There was a case that came to my attention some years ago, and on an appeal I think I might have voted for a reversal. These two men, neighbors, took turns driving to business, and one evening on the way home the man who was driving miscued and took a corner so fast that he bounced off the curbstone and made quite a squeal as he dragged his brakes. The officer standing there signalled to pull over. Now, the man who was not driving said, ''Shift places, quick -- I know this cop and can talk to him!''
So when the officer came walking up, pulling his summons book from his pocket , it turned out he was a new man on the beat and the non-driver, now behind the wheel, didn't know him from a keg of Morse's sauerkraut. Which means that the non-driver is now scheduled to appear in court one week from the following Tuesday to answer a charge of reckless driving and driving to endanger. The real driver had a deep and sympathetic pang at this come-uppance, and felt it was only right for him to do what he could. So he told the non-driver to get a lawyer and have the case continued.
The lawyer, unaware that his client was not guilty for reason of changed places, advised the non-driver to plead nolom and pay the fine. Easiest way out. No damage done, and the fine shouldn't be more than fifty dollars. Why spend more than that? Continuances cost money.
''No,'' said the real driver, ''continue the case and wait. You'll see!''
Still advising against it, the lawyer continued the case several times, and then one day the real driver came to the non-driver, and he said, ''Go to court next Monday morning! Everything's going to be all right!''
The lawyer said, ''So what have you gained? You'll still have to pay the fine , and me besides. You could have wrapped the whole thing up two months ago.''
But the appearance was made, and what do you think? In comes the jury, and there in the front row was the driver himself! He had contrived to get himself on the jury and everything was going to be, as he said, all right!
The policeman gave his testimony. A vehicle had negotiated an intersection at excessive speed, bounding off the granite limits of the right of way, had then proceeded out of control 217 feet, 2 3/4 inches, and had come to rest in the opposite lane.

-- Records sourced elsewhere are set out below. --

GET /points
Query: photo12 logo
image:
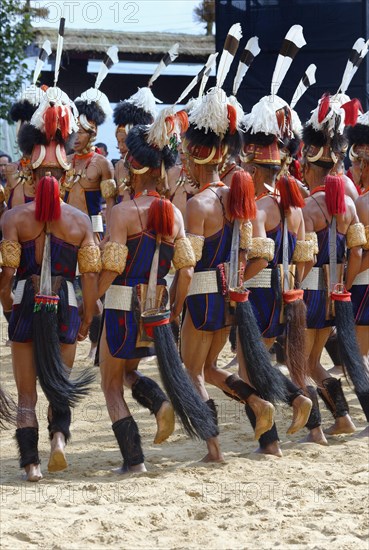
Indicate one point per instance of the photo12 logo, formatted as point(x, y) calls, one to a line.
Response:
point(89, 12)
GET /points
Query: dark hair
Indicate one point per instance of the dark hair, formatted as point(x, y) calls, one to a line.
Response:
point(6, 155)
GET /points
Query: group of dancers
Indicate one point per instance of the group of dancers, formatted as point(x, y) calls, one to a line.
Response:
point(253, 215)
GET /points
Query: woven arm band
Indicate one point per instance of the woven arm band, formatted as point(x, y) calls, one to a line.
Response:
point(11, 253)
point(197, 243)
point(184, 256)
point(108, 189)
point(89, 259)
point(304, 251)
point(366, 245)
point(245, 235)
point(114, 257)
point(355, 235)
point(312, 236)
point(261, 247)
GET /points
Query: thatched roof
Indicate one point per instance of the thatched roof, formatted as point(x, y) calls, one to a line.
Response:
point(97, 41)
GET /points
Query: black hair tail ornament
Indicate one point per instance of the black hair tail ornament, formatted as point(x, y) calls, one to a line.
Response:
point(194, 413)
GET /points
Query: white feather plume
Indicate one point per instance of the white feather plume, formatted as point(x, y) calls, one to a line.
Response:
point(210, 113)
point(170, 56)
point(253, 47)
point(361, 47)
point(294, 35)
point(46, 46)
point(234, 33)
point(208, 65)
point(112, 53)
point(301, 88)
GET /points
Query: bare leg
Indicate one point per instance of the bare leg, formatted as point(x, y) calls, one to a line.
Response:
point(316, 339)
point(165, 416)
point(195, 348)
point(25, 379)
point(112, 378)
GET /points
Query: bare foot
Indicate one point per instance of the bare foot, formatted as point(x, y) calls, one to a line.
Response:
point(231, 363)
point(33, 472)
point(264, 412)
point(214, 452)
point(271, 449)
point(138, 469)
point(363, 433)
point(315, 435)
point(57, 460)
point(165, 421)
point(301, 410)
point(342, 425)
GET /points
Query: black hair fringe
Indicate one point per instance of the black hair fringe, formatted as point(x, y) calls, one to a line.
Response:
point(92, 111)
point(127, 113)
point(358, 134)
point(199, 137)
point(194, 413)
point(268, 382)
point(349, 348)
point(314, 137)
point(22, 110)
point(259, 138)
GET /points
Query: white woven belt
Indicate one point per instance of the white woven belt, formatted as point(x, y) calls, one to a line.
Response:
point(362, 278)
point(203, 282)
point(314, 280)
point(119, 297)
point(19, 291)
point(97, 223)
point(262, 280)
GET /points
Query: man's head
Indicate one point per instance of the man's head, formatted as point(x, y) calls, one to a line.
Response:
point(4, 161)
point(103, 149)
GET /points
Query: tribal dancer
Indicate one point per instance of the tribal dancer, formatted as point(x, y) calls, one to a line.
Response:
point(20, 185)
point(42, 242)
point(128, 263)
point(335, 226)
point(359, 156)
point(90, 180)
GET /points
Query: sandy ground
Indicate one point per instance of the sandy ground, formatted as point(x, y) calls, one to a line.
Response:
point(314, 497)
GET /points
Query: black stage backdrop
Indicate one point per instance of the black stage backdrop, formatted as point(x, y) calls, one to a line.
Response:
point(330, 30)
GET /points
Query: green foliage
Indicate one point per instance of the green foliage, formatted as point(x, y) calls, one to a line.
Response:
point(16, 35)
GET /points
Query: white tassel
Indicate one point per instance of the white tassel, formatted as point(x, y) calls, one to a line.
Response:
point(145, 99)
point(205, 70)
point(110, 60)
point(359, 51)
point(42, 58)
point(59, 49)
point(168, 58)
point(293, 41)
point(250, 52)
point(210, 113)
point(307, 80)
point(230, 48)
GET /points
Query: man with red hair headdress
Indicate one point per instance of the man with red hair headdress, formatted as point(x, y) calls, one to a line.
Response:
point(42, 242)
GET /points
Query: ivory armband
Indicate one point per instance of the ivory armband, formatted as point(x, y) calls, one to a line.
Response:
point(89, 259)
point(313, 237)
point(245, 235)
point(114, 257)
point(304, 251)
point(108, 189)
point(197, 243)
point(366, 245)
point(355, 235)
point(11, 253)
point(261, 247)
point(184, 255)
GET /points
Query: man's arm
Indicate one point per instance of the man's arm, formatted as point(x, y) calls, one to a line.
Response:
point(114, 248)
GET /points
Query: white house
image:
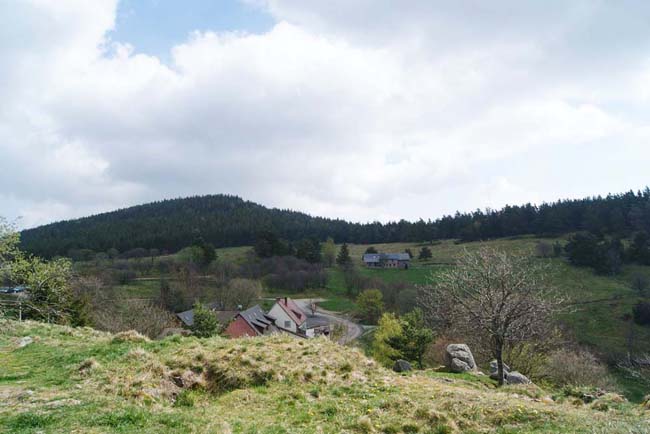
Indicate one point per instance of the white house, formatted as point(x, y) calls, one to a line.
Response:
point(289, 316)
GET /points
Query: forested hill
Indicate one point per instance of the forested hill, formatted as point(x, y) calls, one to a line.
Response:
point(230, 221)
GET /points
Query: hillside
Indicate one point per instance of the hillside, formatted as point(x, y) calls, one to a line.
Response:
point(83, 380)
point(224, 221)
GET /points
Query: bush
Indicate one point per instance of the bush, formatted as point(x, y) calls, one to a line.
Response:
point(577, 368)
point(641, 313)
point(205, 322)
point(139, 315)
point(371, 305)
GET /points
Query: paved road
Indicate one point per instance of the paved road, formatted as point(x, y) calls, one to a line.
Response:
point(353, 330)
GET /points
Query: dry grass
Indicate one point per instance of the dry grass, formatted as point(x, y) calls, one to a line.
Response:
point(273, 384)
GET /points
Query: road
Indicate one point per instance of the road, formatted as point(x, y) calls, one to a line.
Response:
point(352, 329)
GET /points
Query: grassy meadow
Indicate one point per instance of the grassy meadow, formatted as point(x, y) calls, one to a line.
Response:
point(82, 380)
point(600, 305)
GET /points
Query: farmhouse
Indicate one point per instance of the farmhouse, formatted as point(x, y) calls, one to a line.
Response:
point(251, 322)
point(288, 316)
point(387, 260)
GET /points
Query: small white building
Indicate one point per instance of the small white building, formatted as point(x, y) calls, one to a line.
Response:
point(289, 316)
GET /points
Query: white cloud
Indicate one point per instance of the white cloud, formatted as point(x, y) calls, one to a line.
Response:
point(347, 109)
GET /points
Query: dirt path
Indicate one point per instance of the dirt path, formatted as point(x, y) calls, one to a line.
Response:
point(353, 330)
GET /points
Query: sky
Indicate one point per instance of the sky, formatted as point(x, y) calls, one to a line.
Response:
point(356, 109)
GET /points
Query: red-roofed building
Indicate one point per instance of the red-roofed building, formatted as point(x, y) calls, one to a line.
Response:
point(289, 316)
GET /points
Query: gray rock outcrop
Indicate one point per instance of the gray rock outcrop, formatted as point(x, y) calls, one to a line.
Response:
point(459, 358)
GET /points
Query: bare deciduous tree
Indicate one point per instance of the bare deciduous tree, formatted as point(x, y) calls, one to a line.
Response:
point(492, 296)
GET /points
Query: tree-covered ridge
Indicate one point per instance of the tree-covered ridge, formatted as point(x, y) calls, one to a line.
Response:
point(230, 221)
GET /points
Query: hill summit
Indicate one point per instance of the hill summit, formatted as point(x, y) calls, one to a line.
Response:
point(64, 379)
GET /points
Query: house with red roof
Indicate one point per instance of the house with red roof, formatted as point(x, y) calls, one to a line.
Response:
point(288, 316)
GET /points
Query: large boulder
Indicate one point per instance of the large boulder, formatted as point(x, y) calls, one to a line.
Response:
point(459, 358)
point(515, 377)
point(402, 366)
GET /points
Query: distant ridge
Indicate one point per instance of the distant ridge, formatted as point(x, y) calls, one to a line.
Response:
point(225, 220)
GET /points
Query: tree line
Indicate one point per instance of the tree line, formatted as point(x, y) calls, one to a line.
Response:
point(225, 221)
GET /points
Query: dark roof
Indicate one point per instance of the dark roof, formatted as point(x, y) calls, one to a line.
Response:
point(223, 316)
point(316, 321)
point(257, 319)
point(377, 257)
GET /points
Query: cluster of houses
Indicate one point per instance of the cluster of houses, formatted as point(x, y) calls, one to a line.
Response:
point(387, 260)
point(285, 316)
point(12, 289)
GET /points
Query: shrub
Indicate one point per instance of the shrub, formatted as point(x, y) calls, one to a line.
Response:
point(371, 305)
point(205, 322)
point(139, 315)
point(641, 313)
point(577, 368)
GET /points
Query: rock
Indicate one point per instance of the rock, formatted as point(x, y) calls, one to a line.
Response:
point(458, 365)
point(460, 358)
point(402, 366)
point(494, 370)
point(515, 377)
point(25, 341)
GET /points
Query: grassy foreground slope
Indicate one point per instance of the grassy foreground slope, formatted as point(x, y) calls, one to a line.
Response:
point(81, 380)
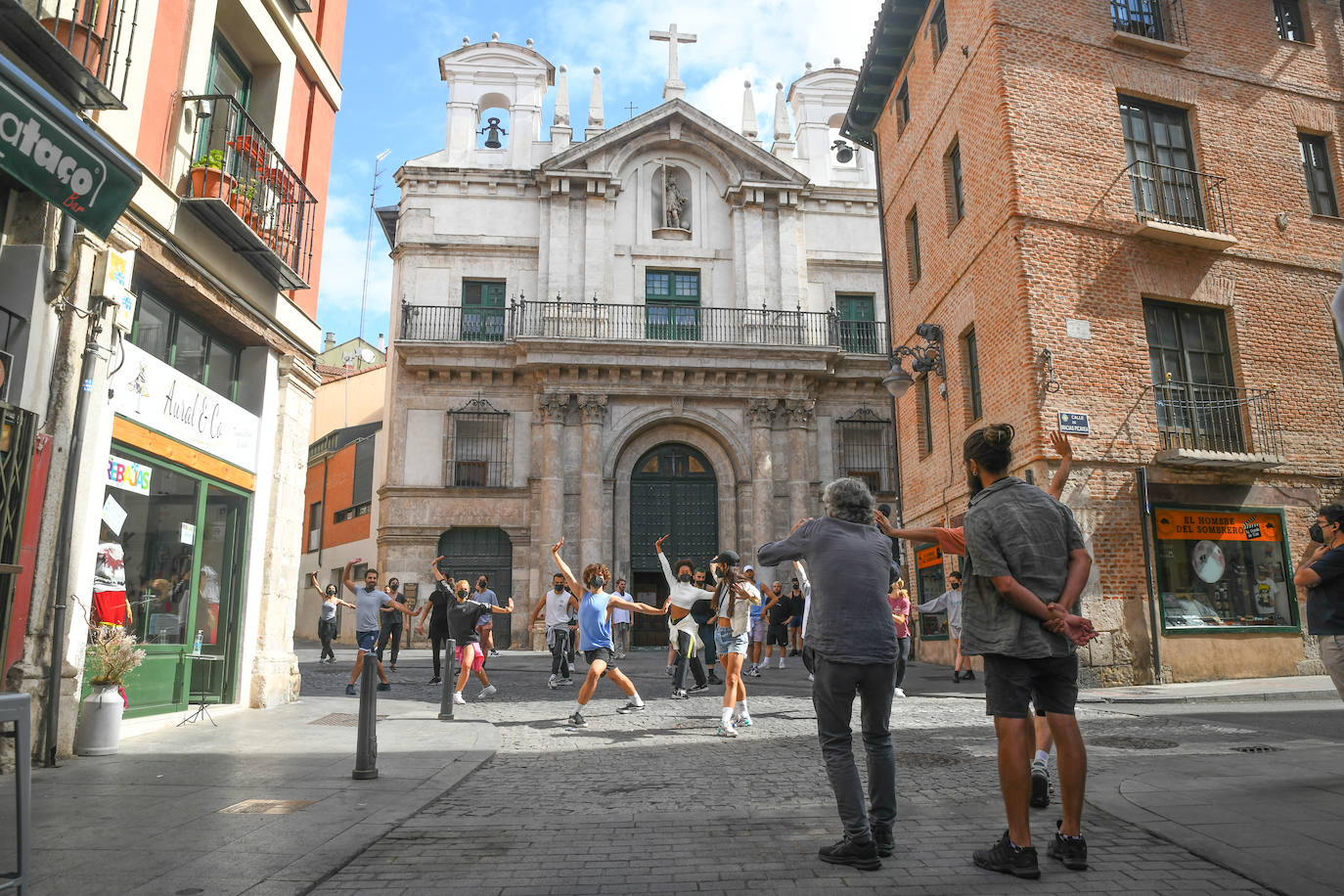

Yes, the gentleman there (pointing) was at the wheel. He had made the arrest for reckless driving and driving to endanger.
The lawyer for the defense made effort enough to warrant his fee, and knew it was wasted. But the defendant sat serenely confident, smiling at his good friend on the jury. The jury was out just two minutes. It returned a unanimous Guilty.
Stunned, the non-driver jumped up and shouted, ''But Judge, your honor! I'm not him -- he's me!'' (The real driver said later that he was carried away by the policeman's convincing testimony.)